Bern – Ab dem 1. Januar 2026 schliessen die Geschäfte in der Berner Innenstadt wieder früher. Die Kantonsregierung hat beschlossen, das im Dezember 2023 gestartete Pilotprojekt mit verlängerten Ladenöffnungszeiten nicht weiterzuführen – sehr zur Freude des Gewerkschaftsbundes, jedoch zum Unmut der SVP und wirtschaftsnaher Kreise.

Während des knapp zweijährigen Versuchszeitraums durften Geschäfte in der Innenstadt samstags und an bestimmten Feiertagen bis 18 Uhr geöffnet bleiben. Der Testlauf war geografisch auf das Zentrum Berns begrenzt und hatte das Ziel, zu analysieren, ob verlängerte Öffnungszeiten aus Kundensicht attraktiv sind und ob Unternehmen sowie Mitarbeitende davon tatsächlich profitieren. Die jüngste Evaluation, bei der sowohl Angestellte als auch Ladeninhaber befragt wurden, bildet nun die Grundlage für den Entscheid, das Projekt Ende 2025 zu beenden.

Mitarbeitende sprechen sich deutlich gegen spätere Öffnungszeiten aus

Die Rückmeldungen der Angestellten fielen eindeutig aus:

  • 61 Prozent von 692 Befragten bewerteten die spätere Arbeitszeit als «sehr negativ»
  • 22 Prozent als «eher negativ»
  • Nur eine kleine Minderheit konnte dem Modell etwas Positives abgewinnen

Dies ist ein deutliches Zeichen, dass längere Präsenzzeiten im Verkauf vom Grossteil der Beschäftigten abgelehnt werden.

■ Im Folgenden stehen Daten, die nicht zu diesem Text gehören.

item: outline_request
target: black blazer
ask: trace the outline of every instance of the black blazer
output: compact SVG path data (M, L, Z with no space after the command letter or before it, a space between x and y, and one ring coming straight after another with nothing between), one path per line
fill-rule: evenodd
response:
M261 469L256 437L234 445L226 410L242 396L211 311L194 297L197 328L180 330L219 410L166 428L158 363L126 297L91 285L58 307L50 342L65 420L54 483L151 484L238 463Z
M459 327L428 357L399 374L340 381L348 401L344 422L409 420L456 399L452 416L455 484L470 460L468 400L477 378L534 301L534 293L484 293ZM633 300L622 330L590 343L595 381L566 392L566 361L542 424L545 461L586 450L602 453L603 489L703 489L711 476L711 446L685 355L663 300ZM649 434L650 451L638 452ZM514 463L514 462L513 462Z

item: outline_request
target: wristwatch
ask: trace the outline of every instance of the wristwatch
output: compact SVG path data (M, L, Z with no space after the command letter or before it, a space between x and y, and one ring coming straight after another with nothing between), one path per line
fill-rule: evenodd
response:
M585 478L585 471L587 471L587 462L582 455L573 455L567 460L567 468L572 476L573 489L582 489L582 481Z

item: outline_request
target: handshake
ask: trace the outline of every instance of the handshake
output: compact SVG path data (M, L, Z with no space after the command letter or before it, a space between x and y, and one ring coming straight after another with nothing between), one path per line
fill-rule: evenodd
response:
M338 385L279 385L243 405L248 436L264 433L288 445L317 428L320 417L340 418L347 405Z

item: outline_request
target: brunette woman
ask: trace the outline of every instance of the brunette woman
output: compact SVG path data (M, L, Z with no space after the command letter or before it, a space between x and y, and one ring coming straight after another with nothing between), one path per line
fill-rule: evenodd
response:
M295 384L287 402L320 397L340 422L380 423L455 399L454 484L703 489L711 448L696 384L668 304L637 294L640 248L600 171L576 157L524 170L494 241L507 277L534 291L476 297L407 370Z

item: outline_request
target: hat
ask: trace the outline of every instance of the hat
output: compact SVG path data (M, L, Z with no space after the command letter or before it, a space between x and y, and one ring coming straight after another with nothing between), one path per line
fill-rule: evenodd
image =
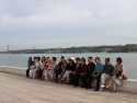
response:
M73 57L69 57L68 60L75 60L75 58Z

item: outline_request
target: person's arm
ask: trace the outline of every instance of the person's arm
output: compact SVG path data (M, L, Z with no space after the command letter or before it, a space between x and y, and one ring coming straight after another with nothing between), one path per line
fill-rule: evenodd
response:
M104 69L104 66L102 65L101 66L101 71L96 75L96 77L103 73L103 69Z
M95 70L92 72L92 77L94 77Z
M117 66L115 65L114 70L113 70L113 75L114 75L114 76L116 76L116 71L115 71L115 70L116 70L116 67L117 67Z
M125 75L125 67L122 65L122 76Z

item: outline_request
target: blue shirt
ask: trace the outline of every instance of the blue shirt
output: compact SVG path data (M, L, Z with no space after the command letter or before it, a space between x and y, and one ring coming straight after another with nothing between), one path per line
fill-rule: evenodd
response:
M104 69L104 65L102 62L99 62L98 65L95 65L95 71L99 73L100 71L102 71Z

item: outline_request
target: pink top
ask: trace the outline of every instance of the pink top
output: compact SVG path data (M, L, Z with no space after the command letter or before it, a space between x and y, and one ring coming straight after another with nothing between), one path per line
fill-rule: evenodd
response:
M48 64L48 69L53 70L53 64Z

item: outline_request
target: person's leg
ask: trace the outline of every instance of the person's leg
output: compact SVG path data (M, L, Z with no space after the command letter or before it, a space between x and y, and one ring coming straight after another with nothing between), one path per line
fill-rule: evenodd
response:
M101 82L101 76L98 76L96 77L96 89L95 89L95 91L100 90L100 82Z
M36 78L36 69L33 70L33 79Z
M67 75L68 75L68 70L65 72L62 80L67 78Z
M83 88L88 88L88 75L83 75L81 77L81 81L82 81Z
M116 92L116 83L114 80L112 81L112 83L113 83L113 91L112 91L112 93L113 93L113 92Z
M81 88L85 88L85 82L87 82L87 81L84 81L84 75L81 76L80 78L81 78L81 81L82 81Z
M88 75L88 88L91 88L92 77L91 75Z
M80 76L76 75L75 87L79 85L79 79L80 79Z
M71 73L71 71L67 72L67 81L70 81L70 77L69 77L70 73Z
M30 69L26 69L26 77L28 77L28 70L30 70Z
M33 77L33 70L30 70L30 78Z
M109 80L109 79L111 79L111 76L110 76L110 75L103 73L103 75L101 76L101 82L102 82L101 88L105 88L105 84L106 84L105 81Z
M109 89L112 85L112 83L113 83L113 79L110 80L110 83L105 88Z

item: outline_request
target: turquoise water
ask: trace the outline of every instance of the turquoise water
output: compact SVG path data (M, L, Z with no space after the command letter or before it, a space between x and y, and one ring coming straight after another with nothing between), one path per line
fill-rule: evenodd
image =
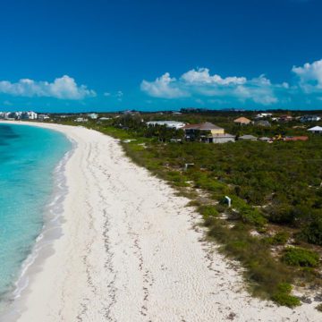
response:
M0 123L0 301L13 291L41 233L54 171L71 148L59 132Z

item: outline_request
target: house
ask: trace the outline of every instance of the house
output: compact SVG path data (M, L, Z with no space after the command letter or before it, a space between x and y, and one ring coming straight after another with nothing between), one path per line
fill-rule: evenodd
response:
M263 142L271 142L272 139L267 138L267 137L261 137L261 138L258 139L258 140L261 140Z
M84 118L84 117L78 117L75 122L78 122L78 123L85 123L85 122L88 122L89 120L87 118Z
M320 121L321 120L321 117L320 116L318 116L318 115L304 115L304 116L301 116L300 118L300 121L301 123L306 123L306 122L318 122L318 121Z
M229 133L224 134L213 134L212 140L209 138L209 143L227 143L227 142L234 142L236 140L234 135Z
M269 127L269 126L271 126L271 123L268 121L260 120L260 121L255 122L255 125Z
M38 114L38 118L40 121L45 121L45 120L49 120L50 119L50 117L48 115L47 115L47 114Z
M248 124L251 123L251 121L250 119L243 117L243 116L233 120L233 122L239 125L248 125Z
M150 121L150 122L147 122L147 125L148 126L160 125L160 126L165 126L170 129L179 130L183 128L185 123L182 122L175 122L175 121Z
M238 140L257 140L257 137L254 137L253 135L242 135L241 137L238 138Z
M284 141L297 141L297 140L302 140L306 141L309 140L309 137L307 136L295 136L295 137L285 137Z
M88 116L89 116L90 119L92 119L92 120L96 120L96 119L97 119L98 114L96 114L96 113L89 113L89 114L88 114Z
M225 133L225 130L209 122L199 124L187 124L183 127L185 138L190 140L199 140L206 143L225 143L234 141L235 137Z
M292 121L292 115L281 115L279 118L278 118L278 121L280 122L290 122L290 121Z
M321 126L315 126L315 127L309 129L308 131L309 131L311 133L322 134L322 127Z
M272 117L272 116L273 114L271 113L259 113L256 115L256 118L259 119L259 118Z

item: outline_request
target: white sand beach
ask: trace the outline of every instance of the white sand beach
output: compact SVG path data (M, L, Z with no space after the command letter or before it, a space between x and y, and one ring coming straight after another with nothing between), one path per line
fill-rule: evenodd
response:
M118 141L55 124L77 147L65 166L63 236L30 273L20 322L321 321L252 299L241 274L202 242L199 217Z

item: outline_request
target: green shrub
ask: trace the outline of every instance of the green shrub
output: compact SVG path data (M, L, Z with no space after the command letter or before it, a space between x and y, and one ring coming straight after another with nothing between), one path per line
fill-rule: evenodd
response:
M214 206L200 206L198 208L198 211L204 216L204 218L216 217L218 216L218 212Z
M293 308L301 304L300 300L296 296L290 295L288 293L278 292L272 296L272 300L283 306Z
M271 245L284 245L290 238L287 232L276 233L274 236L268 237L267 241Z
M301 267L316 267L318 266L318 259L315 251L300 247L288 247L282 256L282 261L287 265Z
M252 209L249 207L247 208L243 207L240 210L240 215L242 220L245 224L250 224L260 227L267 223L267 221L266 220L266 218L263 216L263 215L260 213L259 210Z

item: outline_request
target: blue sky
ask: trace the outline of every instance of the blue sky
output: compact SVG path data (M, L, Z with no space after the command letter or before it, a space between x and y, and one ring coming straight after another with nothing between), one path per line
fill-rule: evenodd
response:
M320 0L11 0L0 110L322 108Z

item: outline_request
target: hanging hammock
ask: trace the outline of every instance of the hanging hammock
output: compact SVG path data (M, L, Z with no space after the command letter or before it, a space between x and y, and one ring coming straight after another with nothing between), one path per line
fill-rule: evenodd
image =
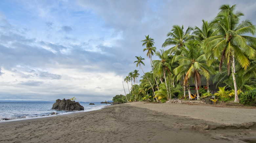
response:
M194 96L193 96L193 95L191 95L191 94L190 94L190 96L191 97L191 98L192 98L192 99L194 99L196 97L197 97L197 95L197 95L197 93L196 93L196 94L195 95L193 94L193 93L192 93L192 94L193 94L193 95L194 95Z

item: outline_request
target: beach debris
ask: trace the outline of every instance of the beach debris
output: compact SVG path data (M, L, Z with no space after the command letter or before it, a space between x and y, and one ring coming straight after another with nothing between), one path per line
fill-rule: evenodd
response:
M62 100L58 99L53 105L52 109L68 111L81 111L84 110L83 106L80 105L78 102L72 101L70 99Z
M211 99L210 100L214 102L214 105L216 104L216 102L217 102L217 100L218 100L218 99L215 99L215 97L214 97L214 99Z

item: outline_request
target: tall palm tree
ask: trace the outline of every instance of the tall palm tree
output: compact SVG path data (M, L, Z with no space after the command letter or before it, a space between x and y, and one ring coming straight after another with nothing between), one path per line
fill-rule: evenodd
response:
M180 55L181 52L181 49L184 47L184 43L193 39L193 36L190 35L190 32L193 30L192 27L189 26L185 32L183 31L183 25L181 27L179 25L175 25L172 26L172 29L170 32L167 34L167 37L170 37L166 39L162 45L162 47L165 47L167 46L174 45L170 49L170 55ZM183 76L183 80L184 80L184 76ZM186 96L186 86L183 86L184 97Z
M131 80L131 83L132 84L132 91L131 91L131 93L132 94L133 91L133 73L132 72L129 72L129 73L128 74L128 76L130 77L130 79Z
M129 101L128 101L128 99L127 99L127 95L126 95L126 93L125 93L125 90L124 89L124 86L123 86L123 82L122 82L122 83L123 83L123 90L124 90L124 94L125 94L125 97L126 98L126 100L127 101L127 102L129 102Z
M139 68L141 69L141 70L142 71L142 72L143 72L143 73L144 74L144 75L145 75L146 76L146 77L147 78L147 79L148 81L148 82L149 83L149 84L150 84L150 85L151 86L151 87L152 87L152 89L153 90L153 92L154 93L155 96L156 94L155 93L155 91L154 90L154 88L153 87L153 86L152 86L152 84L151 84L151 83L149 81L149 80L148 79L148 77L147 76L147 75L145 74L145 72L144 72L144 71L143 71L143 70L142 69L142 67L141 67L141 64L142 64L143 65L145 66L145 64L144 64L144 63L142 61L143 60L145 60L145 59L144 58L142 58L142 57L141 57L141 56L135 56L135 57L136 57L136 58L137 58L137 60L135 61L134 62L134 63L137 63L137 64L136 64L137 67L138 67L138 66L139 66Z
M137 78L139 77L139 74L138 73L138 72L139 72L139 71L137 70L135 70L134 71L133 71L134 74L135 75L135 77L136 78L136 83L137 85L138 84ZM135 84L135 83L134 84Z
M130 99L131 99L131 94L130 93L130 88L129 88L129 85L128 84L128 82L130 81L130 78L129 76L126 76L124 79L124 81L127 83L127 86L128 86L128 90L129 90L129 95L130 95Z
M143 43L142 44L142 46L146 45L146 48L143 49L143 52L146 51L147 51L147 57L148 57L150 59L151 66L153 69L153 66L152 65L152 56L154 55L154 52L156 52L156 48L155 47L153 47L155 43L154 39L150 38L149 35L148 35L147 36L145 35L145 37L146 39L144 40L141 41L141 42L143 42Z
M203 43L204 40L206 38L210 37L211 36L214 36L215 34L214 32L213 26L211 26L212 24L211 23L208 23L207 21L205 21L204 20L202 20L203 22L203 24L201 28L196 26L195 30L193 31L192 34L194 34L195 36L194 38L200 41L201 41L202 43ZM203 45L203 44L202 45ZM203 48L204 47L202 47ZM214 56L213 56L213 54L210 52L205 52L204 54L206 55L206 57L207 57L207 59L206 59L208 65L210 65L213 63L213 62L215 61ZM207 87L207 92L208 93L210 92L210 90L209 88L209 80L210 77L205 77L206 80L206 86Z
M191 40L185 43L186 48L182 49L182 54L184 56L176 57L176 60L178 61L180 65L174 70L177 78L186 72L184 84L187 83L191 77L195 79L196 88L197 94L197 99L199 100L200 95L198 92L198 86L200 84L201 75L208 77L210 75L207 69L209 68L204 63L204 55L202 55L203 49L201 48L200 42L197 40Z
M249 59L254 58L255 51L249 43L256 43L256 38L243 35L246 33L253 35L255 27L248 20L240 23L239 17L244 14L234 11L236 5L231 7L228 5L222 6L221 11L212 22L216 28L217 35L208 38L204 43L207 51L212 51L214 56L220 61L219 69L224 62L226 63L228 74L231 67L232 76L235 90L235 101L239 102L235 74L235 59L244 69L249 65Z
M155 63L156 65L156 68L155 69L154 71L156 74L158 75L160 75L161 73L163 74L163 76L164 78L164 81L165 82L165 86L166 86L166 90L167 90L167 93L168 95L168 98L171 99L171 95L169 94L169 91L168 91L168 87L167 86L167 81L166 79L166 74L165 74L165 71L167 71L169 72L170 72L170 71L171 68L171 65L169 63L171 63L169 57L168 56L168 51L163 51L163 50L160 49L161 53L159 52L157 52L156 53L156 55L160 59L160 60L154 60L153 63Z

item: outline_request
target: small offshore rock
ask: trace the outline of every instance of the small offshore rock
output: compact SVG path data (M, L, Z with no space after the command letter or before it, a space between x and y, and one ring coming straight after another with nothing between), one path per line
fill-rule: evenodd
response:
M62 100L58 99L53 105L52 109L68 111L81 111L84 110L83 106L80 105L78 102L72 101L70 99L66 100L65 98Z

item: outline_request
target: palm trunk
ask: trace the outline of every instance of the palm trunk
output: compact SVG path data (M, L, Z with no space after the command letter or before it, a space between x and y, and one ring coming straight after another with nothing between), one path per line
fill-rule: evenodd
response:
M234 82L234 87L235 89L235 101L234 102L236 103L239 103L239 100L238 98L238 94L237 94L237 87L236 87L236 77L235 76L235 74L236 71L235 69L235 58L234 57L234 54L232 54L232 59L231 61L232 67L232 76L233 77L233 82Z
M185 77L184 75L183 75L183 80L185 81ZM183 89L184 90L184 97L186 97L186 86L185 85L185 84L183 84Z
M170 82L170 77L169 77L169 76L168 77L168 80L169 81L169 92L170 92L170 97L171 97L171 99L172 98L172 93L171 93L171 87L170 87L171 86L170 85L170 83L171 82Z
M166 89L167 90L167 94L168 95L168 97L169 99L171 99L170 98L169 95L169 92L168 91L168 87L167 87L167 82L166 81L166 77L165 77L165 71L164 70L164 68L163 67L163 76L164 77L164 80L165 80L165 85L166 86Z
M199 95L199 93L198 93L198 87L197 85L197 78L196 77L196 75L195 75L195 81L196 82L196 88L197 88L197 100L199 100L199 98L200 98L200 96Z
M135 92L136 92L136 86L135 86L135 79L134 78L134 98L135 99L135 101L136 101L136 95L135 95Z
M210 89L209 89L209 79L207 79L207 83L206 83L206 86L207 87L207 92L208 93L210 92Z
M189 88L189 85L188 85L188 99L190 100L192 99L192 98L191 97L191 92L190 92L190 88Z
M127 102L129 102L128 101L128 99L127 99L127 96L126 96L126 94L125 93L125 90L124 90L124 86L123 86L123 82L122 82L123 83L123 90L124 90L124 94L125 94L125 97L126 98L126 100L127 100Z
M130 92L130 88L129 88L129 85L128 84L128 82L127 82L127 86L128 86L128 90L129 90L129 96L130 96L130 100L131 100L131 94Z
M159 88L158 88L158 84L157 84L157 79L156 78L156 77L155 77L155 80L156 80L156 83L157 83L157 90L158 91L159 91Z
M139 66L140 67L140 68L141 68L141 70L142 70L142 72L143 72L143 73L144 74L144 75L146 76L146 77L147 78L147 79L148 79L148 82L149 83L149 84L150 84L150 85L151 86L151 87L152 87L152 90L153 90L153 93L154 93L154 95L155 95L155 96L156 96L156 94L155 93L155 91L154 90L154 88L153 88L153 86L152 86L152 85L151 84L151 83L150 83L150 82L149 81L149 80L148 79L148 78L147 76L147 75L146 75L146 74L145 74L145 72L144 72L144 71L143 71L143 70L142 69L142 67L141 67L141 66L140 65L140 64L139 64ZM157 99L156 99L156 99L157 100L157 102L158 102L158 100ZM154 97L153 98L153 99L154 99ZM154 101L155 101L155 100L154 99Z

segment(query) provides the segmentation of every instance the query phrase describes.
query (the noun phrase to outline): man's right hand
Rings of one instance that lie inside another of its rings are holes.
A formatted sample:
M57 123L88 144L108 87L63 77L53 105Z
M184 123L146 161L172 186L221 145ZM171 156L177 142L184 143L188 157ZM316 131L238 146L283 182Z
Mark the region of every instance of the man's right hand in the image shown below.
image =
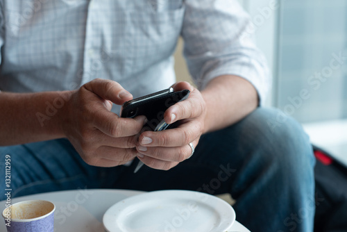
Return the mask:
M115 81L94 79L78 90L60 112L65 136L89 165L113 167L137 154L135 147L146 118L119 117L112 103L121 105L133 96Z

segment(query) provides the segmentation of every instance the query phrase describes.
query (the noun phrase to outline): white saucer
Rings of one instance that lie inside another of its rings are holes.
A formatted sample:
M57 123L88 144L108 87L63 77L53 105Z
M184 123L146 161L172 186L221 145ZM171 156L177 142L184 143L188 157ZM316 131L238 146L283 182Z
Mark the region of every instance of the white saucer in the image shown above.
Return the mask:
M235 221L222 199L193 191L163 190L127 198L105 213L107 231L226 231Z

Unternehmer gespalten – kaum Nutzung der zusätzlichen Öffnungszeit

Unter den 141 befragten Unternehmen zeigt sich ein gemischteres Bild:

  • 27 Prozent befürworteten längere Öffnungszeiten
  • 37 Prozent lehnten diese ab
  • Der Rest verhielt sich neutral

Interessant ist, dass rund zwei Drittel der Betriebe von der Option auf verlängerte Öffnungszeiten keinen Gebrauch machten. Viele Unternehmerinnen und Unternehmer beließen es bei den gewohnten Öffnungszeiten, was die Akzeptanz auf operativer Ebene ebenfalls einschränkt.

Wirtschaft vermisst spürbare Effekte – Kritik an Evaluation

Die wirtschaftlichen Auswirkungen des Projekts blieben laut Evaluation hinter den Erwartungen zurück:

  • Nur 20 Prozent der teilnehmenden Firmen verzeichneten einen messbaren Umsatzzuwachs
  • 70 Prozent vermeldeten keinerlei Veränderung
  • 10 Prozent berichteten sogar von Rückgängen

Der Handels- und Industrieverein des Kantons Bern kritisierte die Entscheidung der Regierung scharf. Die Evaluation sei methodisch mangelhaft und die Interessen der Wirtschaft nicht angemessen berücksichtigt worden. Besonders kritisiert wurde, dass Unterschiede zwischen Klein- und Grossbetrieben sowie der Zeitpunkt der Datenerhebung nicht differenziert genug erfasst wurden.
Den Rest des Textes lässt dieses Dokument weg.